We used data from the CHMI to evaluate the database in this case
study.
As expected, observational data from gauge-based and satellite-based products are highly correlated with the CHMI reference, with most of their correlation coefficients above 0.95 and 0.9, respectively. In terms of variance, we observe that the hydrological model forcing data exhibits almost identical locations on the diagram. In contrast, reanalysis data are the most scattered of all four data sources. From this quick inspection, we can say GPCC v2022 data estimates are the closest to our evaluation reference, while NCEP/NCAR R1 and NCEP/DOE R2 are the most inconsistent (lowest correlation and highest variance).
Further insight into the validation of our data sets can be reckoned with by looking into their correlation and variance across different seasons. This time we looked only into eight data sets: CPC-Global, ERA5-Land, GLDAS CLSM v2.0, GLDAS NOAH v2.0, GPCC v2022, GPCP v3.2, MERRA-2 and MSWEP v2.8. Using high correlation to CHMI as a preliminary filter, we selected the two best data sets from each source. Visualizing the data sets’ correlation by season, we discover that the best agreement with the CHMI reference occurs during Fall, where most data sets have a correlation above 0.95, normalized standard deviation around 1, and centered root mean square error 0.5.
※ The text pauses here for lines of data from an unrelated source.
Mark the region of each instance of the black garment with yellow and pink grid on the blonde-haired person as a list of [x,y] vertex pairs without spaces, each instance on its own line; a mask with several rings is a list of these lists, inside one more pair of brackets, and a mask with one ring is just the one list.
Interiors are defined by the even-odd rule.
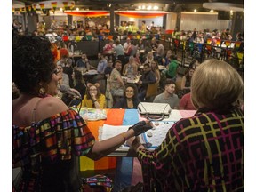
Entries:
[[200,109],[137,155],[144,191],[244,191],[244,114]]

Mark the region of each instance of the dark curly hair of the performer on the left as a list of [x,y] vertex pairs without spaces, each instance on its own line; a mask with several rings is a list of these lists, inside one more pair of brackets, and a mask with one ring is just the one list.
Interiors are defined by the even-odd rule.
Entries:
[[12,41],[12,81],[20,92],[36,92],[47,84],[56,68],[49,40],[38,36],[17,36]]

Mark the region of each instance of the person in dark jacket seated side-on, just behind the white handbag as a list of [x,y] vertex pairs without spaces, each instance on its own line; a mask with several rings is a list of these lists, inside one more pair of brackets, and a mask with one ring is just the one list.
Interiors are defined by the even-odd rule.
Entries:
[[141,101],[145,99],[147,89],[148,89],[148,84],[155,84],[156,83],[156,76],[154,72],[151,70],[150,66],[148,63],[145,63],[143,65],[143,73],[142,76],[140,77],[139,81],[139,94],[138,97]]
prec_8 <- prec_ts[dataset %in% c('gpcc-v2022', 'cpc-global', 'era5-land',
'merra-2', 'gldas-noah-v2-0', 'gldas-clsm-v2-0',
'gpcp-v3-2', 'mswep-v2-8')]
prec8_colors <- setNames(c("#999999", "#E69F00", "#56B4E9", "#009E73",
"#F0E442", "#0072B2", "#D55E00", "#CC79A7"),
unique(prec_8$name))
plot_taylor(prec_8, prec_obs, groups = 'seasons', cols = prec8_colors)
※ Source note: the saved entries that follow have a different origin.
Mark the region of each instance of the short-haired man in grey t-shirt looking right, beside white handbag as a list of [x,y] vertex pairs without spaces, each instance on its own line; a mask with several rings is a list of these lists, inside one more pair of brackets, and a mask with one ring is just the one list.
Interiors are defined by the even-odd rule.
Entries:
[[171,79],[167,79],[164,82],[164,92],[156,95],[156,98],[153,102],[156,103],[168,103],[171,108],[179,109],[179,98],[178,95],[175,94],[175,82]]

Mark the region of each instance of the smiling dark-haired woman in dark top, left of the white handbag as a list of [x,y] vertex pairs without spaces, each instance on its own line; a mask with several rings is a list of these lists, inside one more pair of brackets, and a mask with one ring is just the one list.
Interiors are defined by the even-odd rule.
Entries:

We can assess changes in precipitation regimes. We selected four data
sets (GPCC v2022, MERRA-2, GLDAS NOAH v2.0, and MSWEP v2.8), we divided
the time series in two 20-year periods (1981-2000 and 2001-2020), and
examined their empirical distribution; to do so, we used the
plot_density()
function.
prec_4 <- prec_ts[dataset %in% c('gpcc-v2022', 'merra-2', 'mswep-v2-8',
'gldas-noah-v2-0')] %>%
.[year(date) <= 2000, period := "1981 - 2000"] %>%
.[year(date) > 2000, period := "2001 - 2020"]
plot_density(prec_4) +
facet_grid(dataset + source ~ period) +
theme(axis.text = element_text(size = 16),
axis.title = element_text(size = 24),
strip.text = element_text(size = 24),
strip.background = element_rect(fill = "white",
color = "black", linewidth = 1))
We identify two common traits: a density peak around 50 [mm] for the first 20-year period and a general widening of the density curve towards higher precipitation across the selected data sets in the last 20 years.
A different approach to analyzing changes in precipitation regimes is
to explore their spatial patterns. We computed the median monthly
precipitation at each grid cell for two 20-year periods, and then
portrayed them using the plot_map()
function.
prec_grid <- lapply(prec_data, function(x) x@file@name %in% c('gpcc-v2022',
'merra-2',
'mswep-v2-8',
'gldas-noah-v2-0'))
prec_grid <- prec_data[which(prec_grid == TRUE)]
prec_grid <- foreach (dataset_count = 1:4, .combine = rbind) %do% {
dummie <- prec_grid[[dataset_count]]
dummie_name <- dummie@file@name
dummie <- tabular(dummie) %>%
.[year(date) <= 2000, period := "1981 - 2000\nMedian"] %>%
.[year(date) > 2000, period := "2001 - 2020\nMedian"]
dummie <- dummie[, .(value = median(value, na.rm = TRUE)),
by = .(lon, lat, period)]
dummie$dataset <- dummie_name
dummie
}
prec_grid[dataset %in% GAUGE_BASED, source := "Gauge-based"
][dataset %in% FORCINGS, source := "Model forcing"
][dataset %in% REANALYSES, source := "Reanalysis"
][dataset %in% SATELLITE_BASED, source := "Satellite-based"]
plot_map(prec_grid, timestamp = FALSE) +
facet_grid(dataset + source ~ period) +
theme(axis.text = element_text(size = 16),
axis.title = element_text(size = 24),
strip.text = element_text(size = 24),
strip.background = element_rect(fill = "white",
color = "black", linewidth = 2))